O regresso da censura (3)


Em 2007, o Governo desferiu uma decisiva machadada na liberdade de expressão, na liberdade de informar e no direito a ser informado, através da Resolução do Conselho de Ministros n.º 63-A/2007, publicada no Diário da República, 1.ª série, de 03.05.2007. Era então primeiro-ministro José Sócrates.
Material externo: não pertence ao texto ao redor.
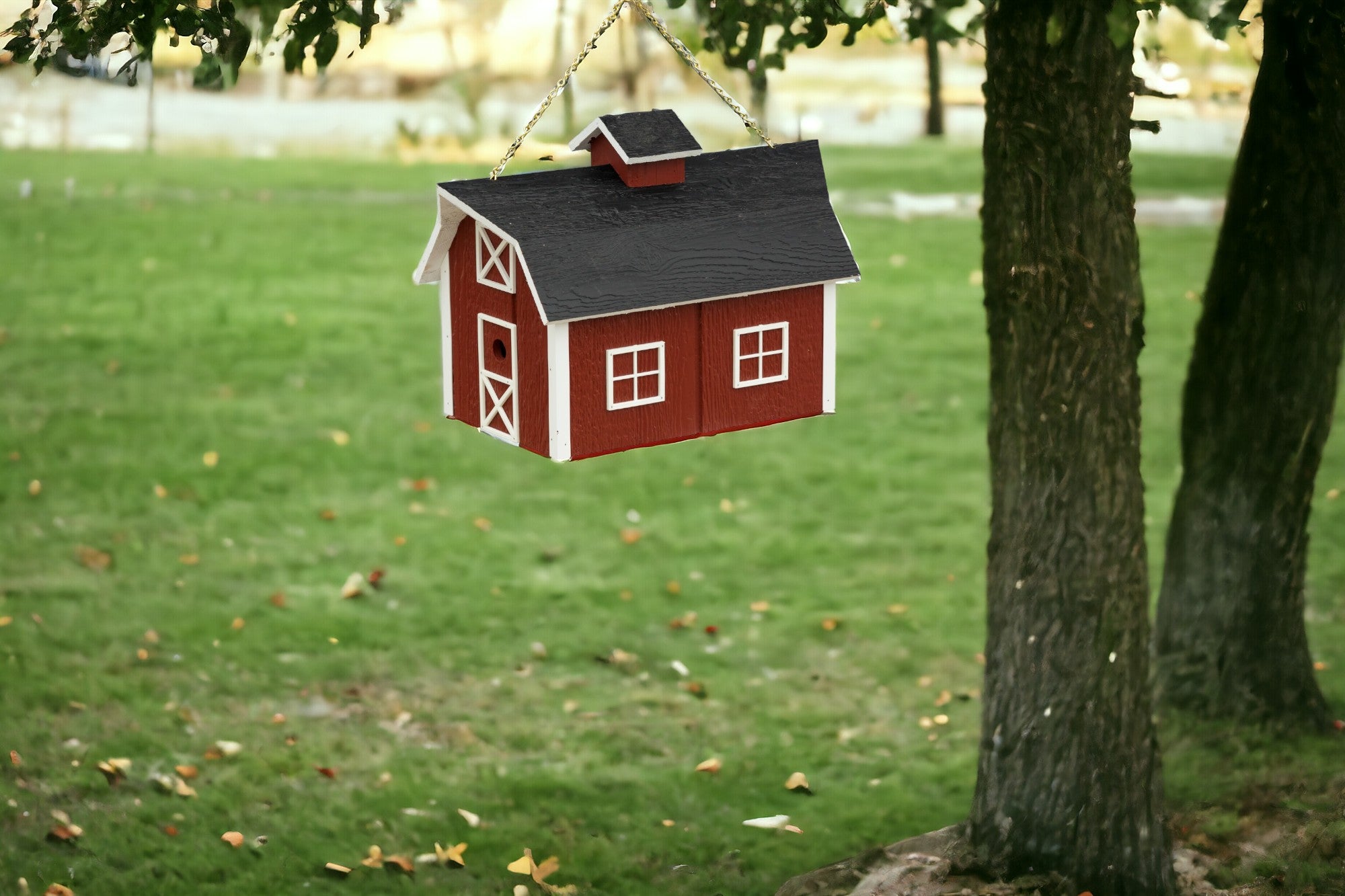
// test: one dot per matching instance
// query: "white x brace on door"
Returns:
(496, 349)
O teor do seu ponto 101 era o seguinte:

«Incentivo ao desenvolvimento de mecanismos de auto-regulação dos media, estruturados em função da ética e da deontologia profissional (PCM/ACIDI, I.P./GMCS).
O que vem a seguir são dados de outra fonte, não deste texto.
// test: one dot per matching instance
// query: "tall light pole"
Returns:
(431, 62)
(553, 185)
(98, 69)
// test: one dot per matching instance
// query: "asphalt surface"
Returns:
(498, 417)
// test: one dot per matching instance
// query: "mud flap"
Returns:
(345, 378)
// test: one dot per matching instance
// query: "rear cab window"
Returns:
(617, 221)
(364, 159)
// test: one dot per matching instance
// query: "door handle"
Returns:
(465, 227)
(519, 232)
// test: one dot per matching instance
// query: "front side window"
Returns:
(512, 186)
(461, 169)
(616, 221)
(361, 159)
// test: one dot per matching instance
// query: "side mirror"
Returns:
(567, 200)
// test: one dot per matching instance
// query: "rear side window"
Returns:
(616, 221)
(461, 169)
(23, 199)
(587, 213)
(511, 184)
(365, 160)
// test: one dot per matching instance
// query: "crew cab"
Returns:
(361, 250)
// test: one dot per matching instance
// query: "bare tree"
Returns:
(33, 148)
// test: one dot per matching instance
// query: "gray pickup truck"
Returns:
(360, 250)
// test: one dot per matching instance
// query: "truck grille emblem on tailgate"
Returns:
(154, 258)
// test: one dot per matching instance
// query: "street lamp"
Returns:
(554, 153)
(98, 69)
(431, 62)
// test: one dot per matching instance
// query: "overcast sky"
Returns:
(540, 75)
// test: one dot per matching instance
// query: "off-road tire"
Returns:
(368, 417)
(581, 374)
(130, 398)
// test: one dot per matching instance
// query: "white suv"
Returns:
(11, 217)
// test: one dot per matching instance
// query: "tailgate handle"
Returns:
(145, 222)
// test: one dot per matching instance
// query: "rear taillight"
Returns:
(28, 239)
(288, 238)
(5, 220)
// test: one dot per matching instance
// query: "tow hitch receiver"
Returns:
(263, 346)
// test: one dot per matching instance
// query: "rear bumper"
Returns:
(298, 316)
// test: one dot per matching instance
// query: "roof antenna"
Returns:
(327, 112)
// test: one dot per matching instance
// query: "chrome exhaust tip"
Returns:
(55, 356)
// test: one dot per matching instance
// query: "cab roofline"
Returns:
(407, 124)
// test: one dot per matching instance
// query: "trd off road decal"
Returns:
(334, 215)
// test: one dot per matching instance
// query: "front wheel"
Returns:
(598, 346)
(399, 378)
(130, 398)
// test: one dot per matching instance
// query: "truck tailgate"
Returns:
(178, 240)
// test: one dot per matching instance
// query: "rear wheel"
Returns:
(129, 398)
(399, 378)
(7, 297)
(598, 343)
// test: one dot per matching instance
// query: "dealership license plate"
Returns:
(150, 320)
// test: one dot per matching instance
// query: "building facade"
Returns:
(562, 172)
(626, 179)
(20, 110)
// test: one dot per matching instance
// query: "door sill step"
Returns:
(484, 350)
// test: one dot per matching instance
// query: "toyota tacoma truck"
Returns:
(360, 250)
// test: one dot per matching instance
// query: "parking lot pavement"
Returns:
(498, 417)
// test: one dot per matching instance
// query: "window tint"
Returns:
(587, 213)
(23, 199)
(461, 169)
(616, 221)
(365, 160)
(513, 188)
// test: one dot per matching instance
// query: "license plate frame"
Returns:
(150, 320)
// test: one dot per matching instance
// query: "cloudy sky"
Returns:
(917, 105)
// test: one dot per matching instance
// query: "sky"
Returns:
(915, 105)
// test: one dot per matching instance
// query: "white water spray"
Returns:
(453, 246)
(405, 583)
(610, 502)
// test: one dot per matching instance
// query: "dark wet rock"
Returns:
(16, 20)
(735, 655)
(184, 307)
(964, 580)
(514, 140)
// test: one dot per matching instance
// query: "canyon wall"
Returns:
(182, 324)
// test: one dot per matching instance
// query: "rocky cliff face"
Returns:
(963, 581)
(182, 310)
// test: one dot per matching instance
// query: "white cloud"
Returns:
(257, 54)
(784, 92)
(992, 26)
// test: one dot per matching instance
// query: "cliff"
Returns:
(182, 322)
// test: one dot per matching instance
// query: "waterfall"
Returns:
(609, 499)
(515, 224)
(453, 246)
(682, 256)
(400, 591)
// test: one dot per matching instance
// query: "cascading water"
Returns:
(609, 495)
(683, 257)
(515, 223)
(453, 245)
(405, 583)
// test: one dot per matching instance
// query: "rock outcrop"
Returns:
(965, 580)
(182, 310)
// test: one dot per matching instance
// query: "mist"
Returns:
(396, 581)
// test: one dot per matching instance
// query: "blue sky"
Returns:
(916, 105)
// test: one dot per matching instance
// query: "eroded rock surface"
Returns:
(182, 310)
Incentivar, respeitando a autonomia dos media e a ética e deontologia dos jornalistas, o desenvolvimento de mecanismos de auto-regulação que abranjam o domínio das notícias sobre imigração, nomeadamente quanto ao rigor dos factos e ao enquadramento adequado, por forma a conter os efeitos perversos de indução de racismo e xenofobia que os media podem gerar.
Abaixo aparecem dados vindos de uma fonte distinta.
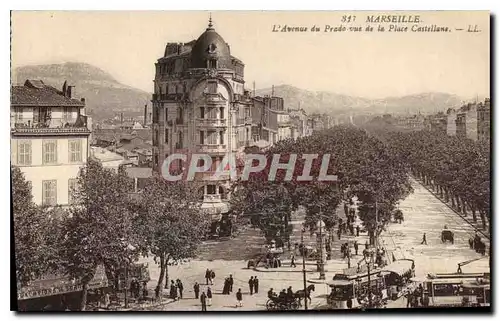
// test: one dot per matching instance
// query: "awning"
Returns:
(399, 267)
(339, 283)
(215, 209)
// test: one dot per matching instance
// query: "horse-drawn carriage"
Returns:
(478, 245)
(266, 258)
(282, 303)
(289, 302)
(447, 235)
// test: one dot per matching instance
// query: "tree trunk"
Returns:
(473, 210)
(83, 302)
(371, 235)
(162, 274)
(167, 279)
(483, 218)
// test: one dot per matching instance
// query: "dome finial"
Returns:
(210, 25)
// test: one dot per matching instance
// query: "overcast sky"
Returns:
(374, 65)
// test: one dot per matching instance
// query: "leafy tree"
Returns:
(99, 229)
(30, 230)
(170, 222)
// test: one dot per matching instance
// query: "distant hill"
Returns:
(104, 95)
(332, 103)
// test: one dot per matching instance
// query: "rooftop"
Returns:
(105, 155)
(36, 93)
(139, 172)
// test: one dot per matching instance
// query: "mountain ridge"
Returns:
(105, 96)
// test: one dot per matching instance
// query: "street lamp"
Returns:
(321, 262)
(304, 267)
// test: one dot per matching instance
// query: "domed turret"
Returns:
(210, 50)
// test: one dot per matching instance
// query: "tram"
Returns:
(457, 289)
(387, 283)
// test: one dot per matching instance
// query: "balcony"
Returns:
(212, 198)
(211, 148)
(51, 126)
(214, 99)
(211, 122)
(169, 97)
(210, 176)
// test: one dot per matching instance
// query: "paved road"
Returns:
(423, 213)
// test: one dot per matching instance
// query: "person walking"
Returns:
(180, 286)
(349, 303)
(239, 298)
(209, 296)
(196, 289)
(173, 291)
(203, 300)
(231, 282)
(225, 289)
(250, 285)
(424, 239)
(212, 276)
(207, 276)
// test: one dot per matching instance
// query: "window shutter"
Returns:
(13, 148)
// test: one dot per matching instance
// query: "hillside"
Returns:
(104, 95)
(328, 102)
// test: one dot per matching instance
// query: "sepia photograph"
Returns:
(236, 161)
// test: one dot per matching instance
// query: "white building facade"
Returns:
(49, 139)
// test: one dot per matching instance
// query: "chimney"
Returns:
(69, 91)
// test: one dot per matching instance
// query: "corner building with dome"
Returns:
(200, 106)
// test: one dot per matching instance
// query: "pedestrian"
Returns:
(157, 291)
(196, 289)
(180, 286)
(250, 285)
(203, 300)
(212, 276)
(207, 276)
(239, 298)
(349, 303)
(424, 239)
(173, 291)
(209, 296)
(225, 289)
(231, 282)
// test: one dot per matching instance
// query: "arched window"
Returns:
(222, 192)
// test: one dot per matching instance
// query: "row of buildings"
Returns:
(471, 120)
(199, 105)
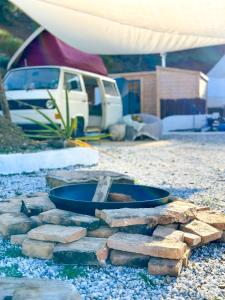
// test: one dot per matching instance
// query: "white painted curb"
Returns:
(31, 162)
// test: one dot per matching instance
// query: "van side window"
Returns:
(110, 88)
(72, 82)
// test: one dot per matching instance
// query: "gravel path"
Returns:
(190, 166)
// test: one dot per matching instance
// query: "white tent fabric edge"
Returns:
(110, 30)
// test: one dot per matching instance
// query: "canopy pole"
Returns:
(163, 59)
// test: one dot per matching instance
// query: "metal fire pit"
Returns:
(78, 197)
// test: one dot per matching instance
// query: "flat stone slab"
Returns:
(14, 223)
(86, 251)
(37, 249)
(191, 239)
(35, 205)
(177, 211)
(18, 239)
(163, 266)
(12, 205)
(57, 233)
(33, 289)
(142, 244)
(102, 232)
(122, 258)
(67, 218)
(212, 218)
(169, 233)
(207, 232)
(59, 178)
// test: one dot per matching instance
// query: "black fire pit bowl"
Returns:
(78, 197)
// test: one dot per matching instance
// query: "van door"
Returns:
(112, 103)
(78, 100)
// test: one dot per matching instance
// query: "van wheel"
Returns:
(79, 131)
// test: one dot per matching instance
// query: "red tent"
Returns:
(45, 49)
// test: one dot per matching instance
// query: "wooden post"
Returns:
(3, 101)
(102, 189)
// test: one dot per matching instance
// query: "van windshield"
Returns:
(32, 79)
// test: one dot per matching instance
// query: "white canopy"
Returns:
(131, 26)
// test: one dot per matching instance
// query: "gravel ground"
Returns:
(190, 166)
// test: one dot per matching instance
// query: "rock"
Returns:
(33, 289)
(86, 251)
(68, 218)
(59, 178)
(202, 208)
(139, 229)
(207, 232)
(186, 257)
(173, 225)
(162, 266)
(177, 211)
(102, 232)
(182, 211)
(191, 239)
(122, 258)
(14, 223)
(32, 206)
(57, 233)
(169, 233)
(212, 218)
(12, 205)
(142, 244)
(37, 249)
(18, 239)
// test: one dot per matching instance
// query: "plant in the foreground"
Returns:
(51, 129)
(70, 272)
Apelar à aplicação universal da regra de não identificação de nacionalidade ou de etnia nas noticias, excepto quando esta for explicativa do conteúdo da notícia, bem como à recusa de utilização de categorias grupais, enquanto sujeito da notícia ou como enquadramento de um determinado comportamento.»

O efeito persuasivo deste «incentivo» foi surpreendente. Estava em causa uma importantíssima limitação à liberdade de informar, um verdadeiro apelo à auto-censura, eufemisticamente designada por «auto-regulação». Seria de esperar uma forte e indignada reacção dos jornalistas, como até então acontecia sempre que aquela liberdade pudesse ser posta em causa.

Mas não! Não me recordo de qualquer resistência digna desse nome por parte da classe jornalística. Na sua esmagadora maioria, os jornalistas comeram e calaram. Ou melhor, comeram, calaram e cumpriram. E continuam a cumprir, quase duas décadas depois. O poder político foi, entretanto, apertando a malha desta nova forma de censura e a generalidade dos jornalistas, em vez de se indignar e resistir, foi-se encolhendo.

As notícias sobre a prática de alguns crimes foram-se, assim, tornando patentemente incompletas. Por vezes, anedoticamente incompletas.